Yesterday in St.-Petersburg became the meeting place of the monitoring group “OPEC+”, discussing the half-yearly results of the action and further agreement to reduce production of “black gold”, signed on 24 exporting countries at the end of last year. Despite the fact that the agreement as a whole performed for the market it was not enough: the price of oil remained low and threatens to fall even more.
The format of the St. Petersburg meeting, which brought together a number of energy Ministers from countries that have signed the agreement in November-December 2016, did not expect any final decisions. The participants only had meetings about how the transaction is carried out. However, the value of the summit should not be underestimated: it took place amid serious concerns of the Organization of countries — exporters of oil (OPEC) that the agreement stopped working.
Recall that the transaction was intended to cut global oil production by almost 1.8 million barrels per day (of which 300 thousand are in Russia). This is required to reduce excess supply in the market, which puts pressure on the prices for three consecutive years and caused an economic shock in the oil-producing countries.
As stated in St. Petersburg, Russian energy Minister Alexander Novak, the level of implementation of the agreement on production cuts in six months is close to 100% and the countries participating in joint efforts to remove from the market more than 350 million barrels of oil. That’s just the price it’s not much help.
Initially the market perceived the agreement as “OPEC” with enthusiasm, and the barrel pretty quickly rose from $45 to $55. But in the last couple of months there was a “rollback” — despite the fact that all participants in the transaction in late may agreed to roll over for another 9 months before the end of March 2018.
Currently a barrel is around $48 and can not overcome even a very modest $50. It is clear that to further support oil prices, the market requires some new steps.
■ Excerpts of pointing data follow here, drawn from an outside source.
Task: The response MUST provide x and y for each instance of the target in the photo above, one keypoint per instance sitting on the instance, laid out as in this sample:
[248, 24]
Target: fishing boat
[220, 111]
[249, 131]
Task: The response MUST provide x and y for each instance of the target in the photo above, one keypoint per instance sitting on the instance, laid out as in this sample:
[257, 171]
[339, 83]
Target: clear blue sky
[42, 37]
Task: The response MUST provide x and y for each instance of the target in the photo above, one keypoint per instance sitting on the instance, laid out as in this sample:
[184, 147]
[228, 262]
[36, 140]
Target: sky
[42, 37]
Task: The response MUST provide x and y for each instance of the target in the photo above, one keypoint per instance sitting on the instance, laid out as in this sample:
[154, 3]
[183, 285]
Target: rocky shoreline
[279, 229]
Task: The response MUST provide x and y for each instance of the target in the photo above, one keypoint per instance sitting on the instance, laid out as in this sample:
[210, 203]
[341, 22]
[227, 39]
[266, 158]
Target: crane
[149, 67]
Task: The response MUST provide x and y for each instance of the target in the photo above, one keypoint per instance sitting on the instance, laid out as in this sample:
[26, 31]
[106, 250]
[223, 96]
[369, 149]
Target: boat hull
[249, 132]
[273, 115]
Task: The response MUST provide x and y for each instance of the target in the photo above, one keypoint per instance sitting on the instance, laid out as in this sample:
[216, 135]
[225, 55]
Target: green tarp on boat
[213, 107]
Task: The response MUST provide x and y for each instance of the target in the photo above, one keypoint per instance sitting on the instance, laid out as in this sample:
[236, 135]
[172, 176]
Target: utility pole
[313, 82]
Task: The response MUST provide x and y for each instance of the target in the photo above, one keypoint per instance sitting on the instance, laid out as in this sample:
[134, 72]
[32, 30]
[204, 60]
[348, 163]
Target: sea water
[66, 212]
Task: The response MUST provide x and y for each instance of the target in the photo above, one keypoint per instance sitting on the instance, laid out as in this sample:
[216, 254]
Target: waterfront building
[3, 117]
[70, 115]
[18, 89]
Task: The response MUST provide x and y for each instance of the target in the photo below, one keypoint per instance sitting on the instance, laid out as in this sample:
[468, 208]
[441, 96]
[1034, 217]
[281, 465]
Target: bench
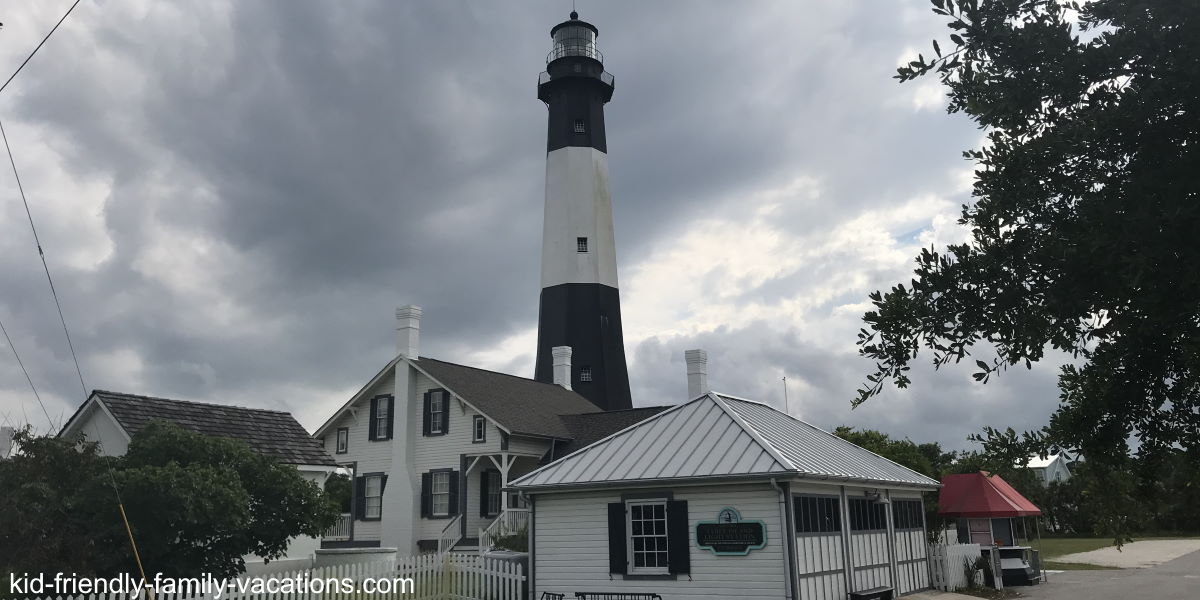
[880, 593]
[615, 595]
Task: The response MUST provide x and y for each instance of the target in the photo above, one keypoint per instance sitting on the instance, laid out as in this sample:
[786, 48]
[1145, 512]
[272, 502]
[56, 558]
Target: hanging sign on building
[730, 534]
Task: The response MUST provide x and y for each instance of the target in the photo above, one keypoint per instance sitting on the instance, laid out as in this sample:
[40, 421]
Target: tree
[1084, 222]
[195, 503]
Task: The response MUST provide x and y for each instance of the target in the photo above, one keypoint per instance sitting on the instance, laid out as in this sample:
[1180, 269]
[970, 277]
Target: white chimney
[697, 372]
[408, 330]
[562, 355]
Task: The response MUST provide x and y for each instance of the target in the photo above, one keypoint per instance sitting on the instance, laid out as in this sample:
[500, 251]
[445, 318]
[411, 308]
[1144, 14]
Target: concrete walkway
[939, 595]
[1175, 580]
[1138, 555]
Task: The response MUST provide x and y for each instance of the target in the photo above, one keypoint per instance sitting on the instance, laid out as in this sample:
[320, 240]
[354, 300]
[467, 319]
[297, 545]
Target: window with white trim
[648, 537]
[373, 496]
[382, 411]
[493, 491]
[439, 493]
[479, 430]
[437, 412]
[343, 439]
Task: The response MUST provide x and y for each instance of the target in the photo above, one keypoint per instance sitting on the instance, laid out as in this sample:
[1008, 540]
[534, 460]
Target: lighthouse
[580, 304]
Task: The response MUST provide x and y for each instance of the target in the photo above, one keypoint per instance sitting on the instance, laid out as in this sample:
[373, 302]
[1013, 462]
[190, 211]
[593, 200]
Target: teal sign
[730, 535]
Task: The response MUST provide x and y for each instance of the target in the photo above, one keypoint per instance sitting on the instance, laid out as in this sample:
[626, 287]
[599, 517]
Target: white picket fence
[946, 565]
[421, 577]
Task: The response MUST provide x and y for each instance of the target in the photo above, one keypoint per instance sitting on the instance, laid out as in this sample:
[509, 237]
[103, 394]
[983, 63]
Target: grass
[1055, 547]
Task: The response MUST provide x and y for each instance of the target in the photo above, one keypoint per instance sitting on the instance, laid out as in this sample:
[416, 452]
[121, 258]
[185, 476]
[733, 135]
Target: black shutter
[678, 543]
[426, 418]
[375, 412]
[618, 555]
[391, 415]
[453, 501]
[426, 490]
[360, 497]
[445, 412]
[483, 492]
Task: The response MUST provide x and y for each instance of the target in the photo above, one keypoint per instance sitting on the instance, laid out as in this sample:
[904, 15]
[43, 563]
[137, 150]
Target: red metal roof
[979, 495]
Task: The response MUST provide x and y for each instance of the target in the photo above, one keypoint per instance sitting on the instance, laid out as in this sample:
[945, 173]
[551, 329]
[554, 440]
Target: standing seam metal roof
[719, 437]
In their search was the main intrigue of the St. Petersburg meeting of the monitoring group.
For this, according to the influential publication The Wall Street Journal, even prematurely ended his vacation, Khaled al-falih, the Minister of energy of Saudi Arabia, leader of OPEC production. State Minister newspaper described as “very nervous”, saying that yesterday he spent an intense phone consultation with my colleagues in OPEC. And immediately upon his arrival to Russia, the Saudi Minister hastened to talks with Alexander Novak. It is al-falih and Novak presided at the St. Petersburg meeting, one of the main themes of which was the inclusion in the deal lower production in Libya and Nigeria. Both the state member of OPEC, previously exempted from participation in the current agreement (due to previous losses as a result of hostilities and natural disasters), has recently increased oil production. Judging by the sounded statements Petersburg, Libya and Nigeria ready to join the agreement once reached stable levels of oil production.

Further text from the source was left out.